Pancreatic ductal adenocarcinoma (PDAC) cells have an exceptional ability to invade nerves through pronounced crosstalk between nerves and cancer cells; however, the mechanism of PDAC cell invasion remains to be elucidated. Here, we demonstrate the therapeutic potential of telomerase-specific oncolytic adenoviruses, OBP-301 and tumor suppressor p53-armed OBP-702, against human PDAC cells. Highly invasive PDAC cells exhibited higher levels of phosphorylated extracellular signal-regulated kinases 1 and 2 (ERK1/2) expression independent of KRAS expression; ERK1/2 inhibitor or small interfering RNA (siRNA) treatment significantly reduced the migration and invasion of PDAC cells, suggesting that the ERK signaling pathway is associated with the invasiveness of PDAC cells. OBP-702 infection suppressed ERK signaling and inhibited PDAC cell migration and invasion more efficiently than OBP-301. OBP-702 also effectively inhibited PDAC cell invasion even when invasiveness was enhanced by administration of motility stimulators, such as nerve and neurosecretory factors. Moreover, noninvasive whole-body imaging analyses showed that OBP-702 significantly suppressed tumor growth in an orthotopic PDAC xenograft model, although both viruses were equally effective against subcutaneous tumors, suggesting that OBP-702 can influence the orthotopic tumor microenvironment. Our data suggest that oncolytic virus-mediated disruption of ERK signaling is a promising antitumor strategy for attenuating the invasiveness of PDAC cells.

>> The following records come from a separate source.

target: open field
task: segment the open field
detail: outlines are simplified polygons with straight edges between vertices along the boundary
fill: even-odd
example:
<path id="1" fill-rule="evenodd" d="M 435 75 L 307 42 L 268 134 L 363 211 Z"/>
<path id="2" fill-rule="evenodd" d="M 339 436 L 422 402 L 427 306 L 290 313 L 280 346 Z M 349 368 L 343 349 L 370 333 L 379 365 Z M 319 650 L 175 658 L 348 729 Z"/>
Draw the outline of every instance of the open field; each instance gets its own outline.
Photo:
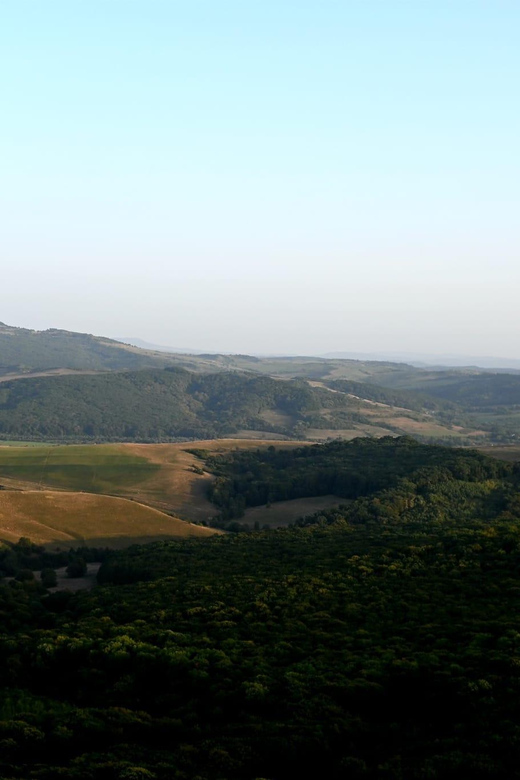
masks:
<path id="1" fill-rule="evenodd" d="M 314 515 L 316 512 L 323 512 L 326 509 L 332 509 L 339 504 L 348 504 L 346 498 L 338 496 L 315 496 L 313 498 L 294 498 L 291 501 L 274 501 L 270 506 L 254 506 L 246 509 L 244 517 L 240 518 L 240 523 L 247 523 L 254 528 L 258 523 L 259 528 L 267 526 L 269 528 L 283 528 L 294 523 L 300 517 Z"/>
<path id="2" fill-rule="evenodd" d="M 47 490 L 0 491 L 0 539 L 11 542 L 26 536 L 51 547 L 119 548 L 214 533 L 124 498 Z"/>
<path id="3" fill-rule="evenodd" d="M 286 441 L 292 441 L 290 436 L 286 436 L 283 433 L 273 433 L 272 431 L 254 431 L 254 430 L 240 430 L 233 434 L 233 440 L 245 439 L 250 441 L 251 437 L 257 442 L 268 442 L 269 444 Z"/>
<path id="4" fill-rule="evenodd" d="M 365 414 L 367 413 L 365 412 Z M 370 414 L 374 421 L 381 425 L 386 423 L 387 425 L 391 425 L 394 429 L 411 436 L 431 436 L 432 438 L 450 436 L 454 439 L 458 439 L 465 438 L 466 436 L 485 435 L 484 431 L 469 431 L 460 426 L 449 428 L 445 425 L 439 425 L 431 417 L 421 417 L 420 415 L 413 415 L 412 413 L 407 413 L 406 415 L 393 413 L 380 415 L 377 412 L 369 412 L 368 414 Z M 372 428 L 367 430 L 372 430 Z"/>
<path id="5" fill-rule="evenodd" d="M 350 439 L 362 435 L 360 428 L 316 429 L 308 434 Z M 396 435 L 384 428 L 381 433 Z M 207 536 L 212 531 L 191 523 L 218 514 L 207 498 L 214 477 L 204 470 L 204 461 L 187 450 L 213 454 L 310 444 L 243 438 L 177 444 L 1 446 L 0 538 L 17 541 L 28 536 L 52 545 L 87 542 L 122 547 L 170 537 Z M 520 460 L 520 447 L 480 449 L 493 457 Z M 282 527 L 339 503 L 344 500 L 335 496 L 275 502 L 269 508 L 246 510 L 242 522 L 251 528 L 255 524 Z"/>
<path id="6" fill-rule="evenodd" d="M 97 585 L 97 573 L 99 571 L 100 563 L 87 563 L 87 573 L 83 577 L 69 577 L 67 574 L 67 567 L 61 566 L 56 569 L 57 584 L 54 588 L 49 588 L 49 593 L 58 593 L 63 590 L 71 590 L 77 592 L 78 590 L 91 590 Z M 35 576 L 38 578 L 41 572 L 35 572 Z"/>
<path id="7" fill-rule="evenodd" d="M 114 493 L 159 469 L 119 445 L 0 447 L 0 475 L 38 485 Z"/>
<path id="8" fill-rule="evenodd" d="M 0 499 L 15 490 L 30 491 L 33 495 L 38 490 L 52 490 L 55 495 L 59 495 L 56 490 L 68 491 L 68 495 L 78 495 L 80 491 L 80 496 L 118 496 L 139 502 L 137 506 L 144 504 L 173 513 L 182 520 L 207 521 L 218 514 L 218 509 L 206 497 L 213 476 L 208 472 L 198 473 L 202 461 L 186 449 L 215 453 L 271 444 L 297 447 L 305 442 L 219 439 L 189 444 L 0 447 L 0 485 L 8 489 L 0 491 Z M 126 502 L 126 506 L 135 504 Z M 69 511 L 75 511 L 74 502 L 70 503 Z M 34 538 L 29 533 L 20 533 L 18 537 L 23 535 Z"/>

胰腺导管腺癌（PDAC）细胞具有通过神经与癌细胞之间明显的串扰侵入神经的出色能力。但是，PDAC细胞入侵的机制仍有待阐明。在这里，我们证明了端粒酶特异性溶瘤腺病毒OBP-301和抑癌p53武装的OBP-702对人PDAC细胞的治疗潜力。高侵害性的PDAC细胞表现出较高水平的磷酸化细胞外信号调节激酶1和2（ERK1 / 2）表达，而与KRAS表达无关。ERK1 / 2抑制剂或小干扰RNA（siRNA）处理可显着减少PDAC细胞的迁移和侵袭，提示ERK信号通路与PDAC细胞的侵袭性有关。与OBP-301相比，OBP-702感染可更有效地抑制ERK信号传导并抑制PDAC细胞迁移和侵袭。即使通过施用诸如神经和神经分泌因子之类的运动刺激剂来增强侵袭性，OBP-702也可以有效抑制PDAC细胞侵袭。此外，无创全身成像分析显示，OBP-702在原位PDAC异种移植模型中显着抑制了肿瘤的生长，尽管两种病毒对皮下肿瘤均具有同等效力，这表明OBP-702可以影响原位肿瘤的微环境。我们的数据表明溶瘤病毒介导的ERK信号转导是一种有希望的抗肿瘤策略，可减轻PDAC细胞的侵袭性。即使通过施用诸如神经和神经分泌因子之类的运动刺激剂来增强侵袭性，OBP-702也可以有效抑制PDAC细胞侵袭。此外，非侵入性全身成像分析显示，OBP-702在原位PDAC异种移植模型中显着抑制了肿瘤的生长，尽管两种病毒对皮下肿瘤均具有同等效力，这表明OBP-702可以影响原位肿瘤的微环境。我们的数据表明溶瘤病毒介导的ERK信号转导是一种有希望的抗肿瘤策略，可减轻PDAC细胞的侵袭性。即使通过施用诸如神经和神经分泌因子之类的运动刺激剂来增强侵袭性，OBP-702也可以有效抑制PDAC细胞侵袭。此外，非侵入性全身成像分析显示，OBP-702在原位PDAC异种移植模型中显着抑制了肿瘤的生长，尽管两种病毒对皮下肿瘤均具有同等效力，这表明OBP-702可以影响原位肿瘤的微环境。我们的数据表明溶瘤病毒介导的ERK信号转导是一种有希望的抗肿瘤策略，可减轻PDAC细胞的侵袭性。非侵入性全身成像分析显示，尽管两种病毒对皮下肿瘤均具有同等效力，但是OBP-702在原位PDAC异种移植模型中显着抑制了肿瘤的生长，这表明OBP-702可以影响原位肿瘤的微环境。我们的数据表明溶瘤病毒介导的ERK信号转导是一种有希望的抗肿瘤策略，可减轻PDAC细胞的侵袭性。非侵入性全身成像分析显示，虽然两种病毒对皮下肿瘤均具有同等效力，但OBP-702在原位PDAC异种移植模型中可显着抑制肿瘤生长，这表明OBP-702可以影响原位肿瘤微环境。我们的数据表明溶瘤病毒介导的ERK信号转导是一种有希望的抗肿瘤策略，可减轻PDAC细胞的侵袭性。